C. Stephen Evans was not expecting to encounter the subject he teaches at Calvin College—philosophy—when he flipped on a country radio station. In this excerpt from the May/June 1997 issue of Books & Culture: A Christian Review, a sister publication of Christianity Today, Evans invites us to wake up with him to the pervasive influence of postmodernism. Evans is author of The Historical Christ and the Jesus of Faith (Oxford University Press).
My work requires frequent trips from southwest Michigan to the Chicago area. Driving I-94 around the southern tip of Lake Michigan does not rank high on my list of favorite things to do. Recently I found myself dodging semis and potholes once again. Drowsiness prompted me to switch from a soporific clarinet concerto and begin station surfing. An oldies station is my stimulant of choice on the highway. Nothing gets us baby boomers cranked like the Beatles, the Beach Boys, or Motown. Alas, no oldies station was in range. But my attention was suddenly riveted by a powerful surge from a country-and-western station.
“It’s all interpretation. To find the truth you gotta read between the lines.” The singer blared those lines in a typically nasal but not unpleasant voice. I was instantly wide awake. I had always thought there was probably more truth in your typical country-and-western song than in your average philosophical treatise. However, I had not counted on a group of good ole boys from Nashville latching onto the latest French fashions designed by Foucault and Derrida.
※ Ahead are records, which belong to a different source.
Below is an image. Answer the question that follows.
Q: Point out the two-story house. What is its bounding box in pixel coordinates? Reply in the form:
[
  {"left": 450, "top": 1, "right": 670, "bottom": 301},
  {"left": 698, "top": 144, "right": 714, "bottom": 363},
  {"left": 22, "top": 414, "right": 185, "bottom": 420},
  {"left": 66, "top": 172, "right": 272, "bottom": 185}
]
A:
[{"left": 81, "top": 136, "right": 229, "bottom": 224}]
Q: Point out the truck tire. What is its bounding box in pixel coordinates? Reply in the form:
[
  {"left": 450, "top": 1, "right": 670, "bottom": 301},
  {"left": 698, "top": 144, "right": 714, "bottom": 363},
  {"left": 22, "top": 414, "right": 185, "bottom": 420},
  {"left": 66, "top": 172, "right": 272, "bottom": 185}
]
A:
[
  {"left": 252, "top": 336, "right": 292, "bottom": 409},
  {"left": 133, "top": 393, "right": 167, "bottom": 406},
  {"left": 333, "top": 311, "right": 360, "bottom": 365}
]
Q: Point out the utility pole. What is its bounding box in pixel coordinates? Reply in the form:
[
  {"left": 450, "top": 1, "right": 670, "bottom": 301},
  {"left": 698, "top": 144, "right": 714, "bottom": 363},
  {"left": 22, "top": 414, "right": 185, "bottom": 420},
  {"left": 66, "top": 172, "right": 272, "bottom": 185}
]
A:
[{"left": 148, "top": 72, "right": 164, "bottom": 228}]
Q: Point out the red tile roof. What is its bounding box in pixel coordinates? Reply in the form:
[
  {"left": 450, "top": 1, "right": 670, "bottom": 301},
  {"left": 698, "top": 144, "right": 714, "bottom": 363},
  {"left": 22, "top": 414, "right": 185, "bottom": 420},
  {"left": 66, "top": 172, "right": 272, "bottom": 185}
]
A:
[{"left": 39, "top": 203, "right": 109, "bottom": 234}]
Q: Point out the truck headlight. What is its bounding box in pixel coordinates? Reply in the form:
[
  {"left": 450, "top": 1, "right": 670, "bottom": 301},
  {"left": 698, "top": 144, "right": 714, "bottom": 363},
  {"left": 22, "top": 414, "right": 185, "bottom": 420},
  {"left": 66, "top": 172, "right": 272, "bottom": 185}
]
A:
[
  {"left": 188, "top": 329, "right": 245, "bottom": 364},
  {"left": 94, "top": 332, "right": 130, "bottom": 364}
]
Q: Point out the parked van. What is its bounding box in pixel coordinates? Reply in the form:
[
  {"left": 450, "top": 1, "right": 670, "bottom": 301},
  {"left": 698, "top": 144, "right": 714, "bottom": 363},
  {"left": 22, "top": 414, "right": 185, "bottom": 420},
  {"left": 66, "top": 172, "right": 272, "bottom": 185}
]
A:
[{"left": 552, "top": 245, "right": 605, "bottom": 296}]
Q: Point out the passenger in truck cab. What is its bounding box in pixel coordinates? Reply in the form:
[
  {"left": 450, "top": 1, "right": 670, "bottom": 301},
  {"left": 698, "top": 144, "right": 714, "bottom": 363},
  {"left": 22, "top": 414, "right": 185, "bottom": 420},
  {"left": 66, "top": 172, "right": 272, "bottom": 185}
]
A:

Recently I had helped organize a seminar on “Postmodernism and Christianity” led by philosopher Merold Westphal. On Westphal’s reading, postmodernism emphasizes two great themes. One is what Nicholas Wolterstorff has called interpretation-universalism, the claim that reality cannot be known as it is in itself, but only as it appears to us humans. We only know things relative to our human conceptual systems, and such systems are irreducibly plural and contingent. Derrida had never said it better: It’s all interpretation.
The other major theme is the hermeneutics of suspicion, the attitude of people like Nietzsche, Freud, and Marx that the claims humans make to truth always reflect some hidden agenda, usually one involving power over others. Step aside, Foucault: To find the truth you gotta read between the lines.
I knew, of course, that postmodernism was all the rage in academic circles; I had even seen a reference or two in Newsweek. But had postmodernism penetrated the world of country-and-western music? Images of Tammy Wynette and George Jones struggling to comprehend Derrida rocketed wildly through my head. Had Lacan replaced the Bible and hard living as the source of country lyrics? Surely, I thought, if there is a world where the old verities are secure, it is the world of country-and-western music, a world where cheating always brings heartbreak, boozing leads to losing, and prisoners mournfully contemplate their just punishment for their crimes. Yet there it was: It’s all interpretation. To find the truth you gotta read between the lines.
On the return journey I heard it again, this time in its entirety, and I was astounded to learn that the song, titled “It’s All in Your Head” and sung by a group named Diamond Rio, was giving a Christian version of postmodernism. The speaker in the song is a sidewalk preacher’s son, passing on the philosophy of his father, who was always “looking forward to the end of the world.” Such an eschatology surely implied the end of modernity, though I am not sure whether postmodernity really is a sign that the end times are upon us. But the preacher’s refrain embodied the deep-seated mistrust of all authority that lies at the heart of postmodernism:
Don’t ever trust what the government say
We never walked on the moon
Elvis ain’t dead
You ain’t going crazy
It’s all in your head.
Later the preacher confirmed his postmodernist bent by informing the listeners that “heaven’s more than a place—it’s a state of mind.” There it is in a nutshell: Religious doctrines express human experiences rather than describe objective reality. To the singer, this is all a reminder that each of us must somehow “work out our own salvation.”
The ending of the song placed my whole interpretation in doubt, however. The son sadly explains that his preacher father, in a quest for his own personal truth, had handled a snake whose “venom turned out to be stronger than Daddy’s faith.” Could the song be an ironic affirmation of objective reality after all? We ignore the real world at our peril since it is only too ready to turn and bite us you-know-where. Perhaps. In any case, the preacher has the last word. “With his dying breath” he repeats his claims about Elvis and the moon.
It’s all interpretation. To find the truth you gotta read between the lines. Heaven is a “state of mind. State of mind.” Amen?